La semplicità alla quale ci invita è accettare di essere quelli che si è, consapevoli che Dio non disdegna di abbracciare tutta la verità di noi stessi, quella che tentiamo di mascherare come quella che di fatto si manifesta, la debolezza come la preziosità.

Suor Caterina Margini
Figlia dell’Oratorio (FdO)

Vi è una figura che unisce le due aggettivi in questione: il pagliaccio. Morte nel cuore, sorriso sulle labbra. Dolore dentro, esteriormente festosità. E’ umano questo?

Dentro e fuori: ecco il nucleo del binomio autentici o mascherati. Che cosa unisce la nostra sfera interiore al personale apporto esteriore? La coscienza di essere inviati agli altri, la cura degli altri, la solidarietà con loro. Quando l’attenzione all’altro supera quella verso la propria persona, spesso si rende necessario l’uso di una maschera.

La usa il pediatra reduce di un lutto famigliare mentre si appresta a mettersi a disposizione dei piccoli pazienti e dei loro apprensivi famigliari. La usa l’insegnante, disingannata nel suo vissuto sentimentale, entrando nell’aula ove gli alunni attendono la sua completa disponibilità e cura. La usa il sacerdote quando tra i mille affanni si ferma dedicando il suo tempo a lenire il dolore di quel fratello quasi fosse l’unica faccenda
veramente importante in quel momento. La usa il negoziante, nonostante le tragedie personali, verso i clienti che attendono un servizio di qualità.
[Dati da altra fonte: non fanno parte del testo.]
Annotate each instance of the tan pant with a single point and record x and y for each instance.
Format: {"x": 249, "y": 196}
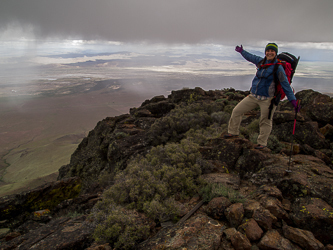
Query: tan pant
{"x": 247, "y": 104}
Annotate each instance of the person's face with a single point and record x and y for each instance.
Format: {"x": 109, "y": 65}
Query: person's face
{"x": 270, "y": 54}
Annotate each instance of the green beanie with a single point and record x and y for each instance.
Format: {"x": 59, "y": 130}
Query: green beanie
{"x": 272, "y": 46}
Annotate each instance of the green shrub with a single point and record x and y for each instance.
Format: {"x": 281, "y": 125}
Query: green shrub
{"x": 172, "y": 127}
{"x": 121, "y": 227}
{"x": 253, "y": 138}
{"x": 212, "y": 190}
{"x": 220, "y": 117}
{"x": 202, "y": 136}
{"x": 151, "y": 185}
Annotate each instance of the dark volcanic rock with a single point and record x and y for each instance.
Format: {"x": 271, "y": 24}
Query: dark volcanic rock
{"x": 48, "y": 196}
{"x": 288, "y": 200}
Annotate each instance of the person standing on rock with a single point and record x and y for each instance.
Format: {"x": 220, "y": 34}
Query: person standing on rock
{"x": 261, "y": 93}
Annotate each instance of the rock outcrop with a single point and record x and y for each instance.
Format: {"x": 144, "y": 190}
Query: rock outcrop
{"x": 288, "y": 198}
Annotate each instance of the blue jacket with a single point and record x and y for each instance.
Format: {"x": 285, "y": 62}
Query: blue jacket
{"x": 263, "y": 83}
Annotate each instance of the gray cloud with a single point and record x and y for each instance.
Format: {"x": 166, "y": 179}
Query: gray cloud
{"x": 173, "y": 21}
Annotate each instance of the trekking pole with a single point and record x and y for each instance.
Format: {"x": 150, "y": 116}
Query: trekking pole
{"x": 292, "y": 137}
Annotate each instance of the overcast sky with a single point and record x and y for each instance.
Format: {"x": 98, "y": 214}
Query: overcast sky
{"x": 169, "y": 21}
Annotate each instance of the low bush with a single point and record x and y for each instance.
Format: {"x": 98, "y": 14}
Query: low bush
{"x": 151, "y": 185}
{"x": 121, "y": 227}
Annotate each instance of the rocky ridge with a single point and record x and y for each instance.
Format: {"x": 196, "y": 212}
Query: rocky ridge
{"x": 283, "y": 209}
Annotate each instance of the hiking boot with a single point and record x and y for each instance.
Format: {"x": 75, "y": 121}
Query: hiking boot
{"x": 228, "y": 136}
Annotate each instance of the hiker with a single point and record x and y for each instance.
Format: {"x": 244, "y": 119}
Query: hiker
{"x": 261, "y": 94}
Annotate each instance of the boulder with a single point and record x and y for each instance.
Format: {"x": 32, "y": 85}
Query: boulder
{"x": 273, "y": 240}
{"x": 301, "y": 237}
{"x": 200, "y": 231}
{"x": 235, "y": 214}
{"x": 315, "y": 215}
{"x": 251, "y": 229}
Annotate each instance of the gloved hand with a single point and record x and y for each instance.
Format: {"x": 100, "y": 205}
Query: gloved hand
{"x": 239, "y": 49}
{"x": 296, "y": 107}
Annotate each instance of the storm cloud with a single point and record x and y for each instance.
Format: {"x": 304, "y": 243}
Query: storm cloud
{"x": 172, "y": 21}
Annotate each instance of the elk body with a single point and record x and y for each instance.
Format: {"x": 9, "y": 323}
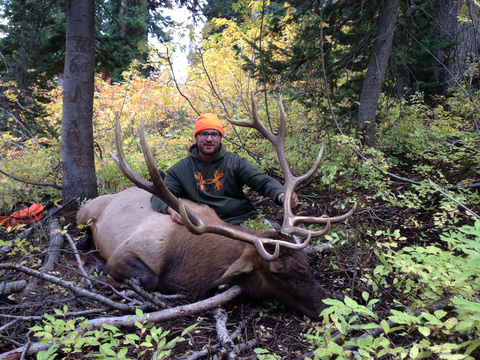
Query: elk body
{"x": 136, "y": 241}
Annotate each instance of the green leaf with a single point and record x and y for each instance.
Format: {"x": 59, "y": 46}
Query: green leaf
{"x": 472, "y": 347}
{"x": 424, "y": 331}
{"x": 350, "y": 303}
{"x": 385, "y": 326}
{"x": 440, "y": 313}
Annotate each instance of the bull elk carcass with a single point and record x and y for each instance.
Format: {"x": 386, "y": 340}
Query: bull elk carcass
{"x": 136, "y": 241}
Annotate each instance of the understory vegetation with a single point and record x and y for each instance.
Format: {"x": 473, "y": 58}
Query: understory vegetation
{"x": 408, "y": 260}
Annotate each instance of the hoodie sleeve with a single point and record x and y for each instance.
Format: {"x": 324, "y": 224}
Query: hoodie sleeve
{"x": 172, "y": 183}
{"x": 259, "y": 181}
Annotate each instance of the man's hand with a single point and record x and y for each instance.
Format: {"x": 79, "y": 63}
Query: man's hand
{"x": 281, "y": 197}
{"x": 176, "y": 217}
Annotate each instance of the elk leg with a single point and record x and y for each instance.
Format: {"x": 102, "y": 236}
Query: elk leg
{"x": 133, "y": 268}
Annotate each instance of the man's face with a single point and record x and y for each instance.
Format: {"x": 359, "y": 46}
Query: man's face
{"x": 208, "y": 142}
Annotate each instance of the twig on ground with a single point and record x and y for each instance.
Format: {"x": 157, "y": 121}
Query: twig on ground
{"x": 75, "y": 289}
{"x": 453, "y": 199}
{"x": 31, "y": 182}
{"x": 233, "y": 335}
{"x": 134, "y": 283}
{"x": 222, "y": 333}
{"x": 53, "y": 251}
{"x": 79, "y": 260}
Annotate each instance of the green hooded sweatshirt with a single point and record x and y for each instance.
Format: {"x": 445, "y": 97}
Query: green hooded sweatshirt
{"x": 218, "y": 183}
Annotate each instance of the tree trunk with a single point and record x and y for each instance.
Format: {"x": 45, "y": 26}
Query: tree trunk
{"x": 372, "y": 85}
{"x": 78, "y": 159}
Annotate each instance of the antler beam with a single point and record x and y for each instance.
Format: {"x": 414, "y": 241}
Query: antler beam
{"x": 194, "y": 223}
{"x": 291, "y": 181}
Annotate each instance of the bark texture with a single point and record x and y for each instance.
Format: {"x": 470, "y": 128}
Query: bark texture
{"x": 77, "y": 131}
{"x": 458, "y": 22}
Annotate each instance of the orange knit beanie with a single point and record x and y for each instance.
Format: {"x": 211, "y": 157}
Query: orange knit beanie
{"x": 208, "y": 122}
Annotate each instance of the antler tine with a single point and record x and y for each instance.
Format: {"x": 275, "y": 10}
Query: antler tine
{"x": 193, "y": 222}
{"x": 208, "y": 227}
{"x": 157, "y": 187}
{"x": 122, "y": 161}
{"x": 291, "y": 181}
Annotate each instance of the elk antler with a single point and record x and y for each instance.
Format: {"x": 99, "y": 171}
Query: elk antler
{"x": 291, "y": 182}
{"x": 194, "y": 223}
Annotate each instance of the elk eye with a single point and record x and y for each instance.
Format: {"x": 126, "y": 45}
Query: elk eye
{"x": 276, "y": 275}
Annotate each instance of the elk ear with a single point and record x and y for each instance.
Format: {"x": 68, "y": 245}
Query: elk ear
{"x": 243, "y": 265}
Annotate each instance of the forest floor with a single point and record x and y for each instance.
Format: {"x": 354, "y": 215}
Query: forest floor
{"x": 267, "y": 325}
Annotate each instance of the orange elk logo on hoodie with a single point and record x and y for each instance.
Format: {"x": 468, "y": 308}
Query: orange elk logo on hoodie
{"x": 217, "y": 175}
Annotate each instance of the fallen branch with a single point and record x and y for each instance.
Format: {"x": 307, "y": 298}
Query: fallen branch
{"x": 156, "y": 301}
{"x": 79, "y": 261}
{"x": 234, "y": 335}
{"x": 129, "y": 320}
{"x": 53, "y": 251}
{"x": 75, "y": 289}
{"x": 31, "y": 182}
{"x": 225, "y": 341}
{"x": 169, "y": 314}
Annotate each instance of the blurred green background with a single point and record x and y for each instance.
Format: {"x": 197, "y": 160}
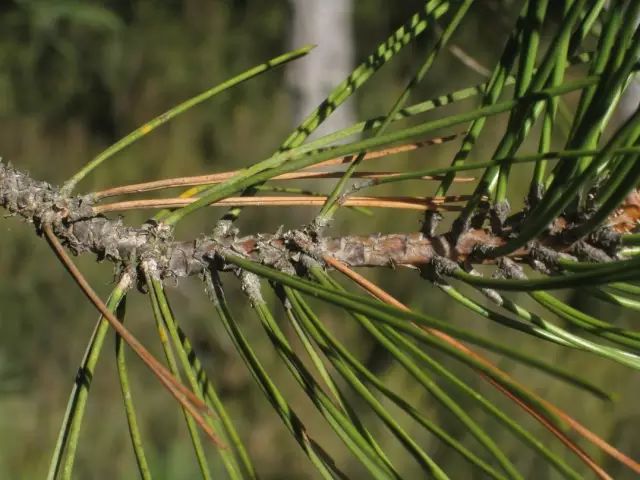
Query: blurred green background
{"x": 75, "y": 77}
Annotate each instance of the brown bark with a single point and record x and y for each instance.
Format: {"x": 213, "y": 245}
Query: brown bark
{"x": 75, "y": 223}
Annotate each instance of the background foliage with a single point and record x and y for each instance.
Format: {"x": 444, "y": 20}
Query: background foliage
{"x": 75, "y": 78}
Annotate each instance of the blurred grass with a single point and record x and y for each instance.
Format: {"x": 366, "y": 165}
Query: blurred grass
{"x": 72, "y": 81}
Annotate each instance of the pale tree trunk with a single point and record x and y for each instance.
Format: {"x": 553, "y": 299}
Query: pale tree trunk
{"x": 327, "y": 24}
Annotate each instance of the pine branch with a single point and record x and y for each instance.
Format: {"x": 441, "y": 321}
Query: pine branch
{"x": 77, "y": 225}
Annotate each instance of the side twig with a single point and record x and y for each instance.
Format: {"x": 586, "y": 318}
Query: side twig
{"x": 184, "y": 396}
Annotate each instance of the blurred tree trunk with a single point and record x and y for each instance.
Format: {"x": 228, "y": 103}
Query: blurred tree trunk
{"x": 327, "y": 24}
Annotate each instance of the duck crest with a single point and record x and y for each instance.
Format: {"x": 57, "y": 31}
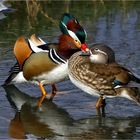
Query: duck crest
{"x": 70, "y": 25}
{"x": 21, "y": 51}
{"x": 55, "y": 57}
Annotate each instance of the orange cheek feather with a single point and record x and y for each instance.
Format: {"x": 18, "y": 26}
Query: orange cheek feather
{"x": 21, "y": 50}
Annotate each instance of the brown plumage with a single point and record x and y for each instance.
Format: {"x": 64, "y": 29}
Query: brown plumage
{"x": 102, "y": 79}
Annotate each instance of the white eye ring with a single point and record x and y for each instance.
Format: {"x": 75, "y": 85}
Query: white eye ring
{"x": 96, "y": 49}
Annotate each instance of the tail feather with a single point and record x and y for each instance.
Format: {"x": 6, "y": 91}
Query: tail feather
{"x": 134, "y": 78}
{"x": 131, "y": 93}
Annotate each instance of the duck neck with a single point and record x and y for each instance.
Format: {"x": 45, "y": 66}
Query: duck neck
{"x": 65, "y": 48}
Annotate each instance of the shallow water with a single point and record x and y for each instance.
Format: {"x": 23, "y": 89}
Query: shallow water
{"x": 72, "y": 115}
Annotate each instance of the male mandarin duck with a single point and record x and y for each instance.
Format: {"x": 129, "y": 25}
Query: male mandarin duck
{"x": 98, "y": 74}
{"x": 46, "y": 63}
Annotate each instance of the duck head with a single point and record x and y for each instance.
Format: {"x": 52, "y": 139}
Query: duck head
{"x": 102, "y": 54}
{"x": 69, "y": 25}
{"x": 69, "y": 45}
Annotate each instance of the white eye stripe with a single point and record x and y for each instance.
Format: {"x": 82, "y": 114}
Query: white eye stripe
{"x": 85, "y": 33}
{"x": 101, "y": 52}
{"x": 73, "y": 35}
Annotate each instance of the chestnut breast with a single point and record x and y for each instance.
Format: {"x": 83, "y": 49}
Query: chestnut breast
{"x": 37, "y": 64}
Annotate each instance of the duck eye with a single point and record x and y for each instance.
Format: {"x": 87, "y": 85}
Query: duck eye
{"x": 96, "y": 49}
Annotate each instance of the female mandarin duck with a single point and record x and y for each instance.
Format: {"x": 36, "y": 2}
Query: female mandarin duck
{"x": 98, "y": 74}
{"x": 47, "y": 63}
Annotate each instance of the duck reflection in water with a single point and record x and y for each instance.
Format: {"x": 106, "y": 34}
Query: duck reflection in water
{"x": 54, "y": 122}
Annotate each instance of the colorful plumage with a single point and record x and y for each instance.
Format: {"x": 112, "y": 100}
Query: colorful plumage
{"x": 44, "y": 63}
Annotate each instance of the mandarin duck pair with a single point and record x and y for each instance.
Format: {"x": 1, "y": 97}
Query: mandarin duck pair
{"x": 46, "y": 63}
{"x": 99, "y": 75}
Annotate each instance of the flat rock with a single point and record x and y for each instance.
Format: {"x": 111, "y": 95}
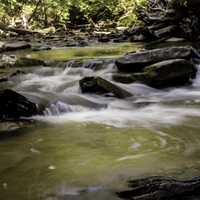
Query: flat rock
{"x": 14, "y": 106}
{"x": 100, "y": 85}
{"x": 135, "y": 62}
{"x": 12, "y": 46}
{"x": 169, "y": 73}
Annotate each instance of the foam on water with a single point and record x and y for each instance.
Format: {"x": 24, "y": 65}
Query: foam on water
{"x": 120, "y": 113}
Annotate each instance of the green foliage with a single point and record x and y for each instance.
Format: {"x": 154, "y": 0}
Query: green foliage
{"x": 45, "y": 13}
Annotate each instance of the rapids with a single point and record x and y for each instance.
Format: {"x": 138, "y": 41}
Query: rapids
{"x": 86, "y": 146}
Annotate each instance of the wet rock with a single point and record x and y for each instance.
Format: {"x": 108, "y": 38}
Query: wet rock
{"x": 41, "y": 48}
{"x": 175, "y": 39}
{"x": 128, "y": 78}
{"x": 135, "y": 62}
{"x": 13, "y": 46}
{"x": 104, "y": 39}
{"x": 162, "y": 188}
{"x": 14, "y": 106}
{"x": 13, "y": 61}
{"x": 166, "y": 31}
{"x": 100, "y": 85}
{"x": 28, "y": 62}
{"x": 169, "y": 73}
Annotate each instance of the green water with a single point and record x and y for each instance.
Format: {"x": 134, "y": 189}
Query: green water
{"x": 40, "y": 159}
{"x": 49, "y": 161}
{"x": 101, "y": 51}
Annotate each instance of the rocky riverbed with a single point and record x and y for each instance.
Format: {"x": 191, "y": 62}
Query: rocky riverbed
{"x": 86, "y": 126}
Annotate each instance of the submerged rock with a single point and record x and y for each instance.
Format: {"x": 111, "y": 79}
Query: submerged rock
{"x": 14, "y": 106}
{"x": 15, "y": 46}
{"x": 162, "y": 188}
{"x": 13, "y": 61}
{"x": 169, "y": 73}
{"x": 135, "y": 62}
{"x": 28, "y": 62}
{"x": 100, "y": 85}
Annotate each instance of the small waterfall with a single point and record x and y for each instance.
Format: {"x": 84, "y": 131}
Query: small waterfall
{"x": 59, "y": 108}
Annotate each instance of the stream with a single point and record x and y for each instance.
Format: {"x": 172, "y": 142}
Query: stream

pagliaccio grandeOffrire all’altro, che attende, la risposta alle sue attese, la migliore risposta alle sue attese, può essere uno sforzo di encomiabile filantropia. Riservare a Dio ed a coloro con cui è possibile confidarsi quanto viviamo interiormente è un’alta espressione di fede matura, uno dei capolavori della carità.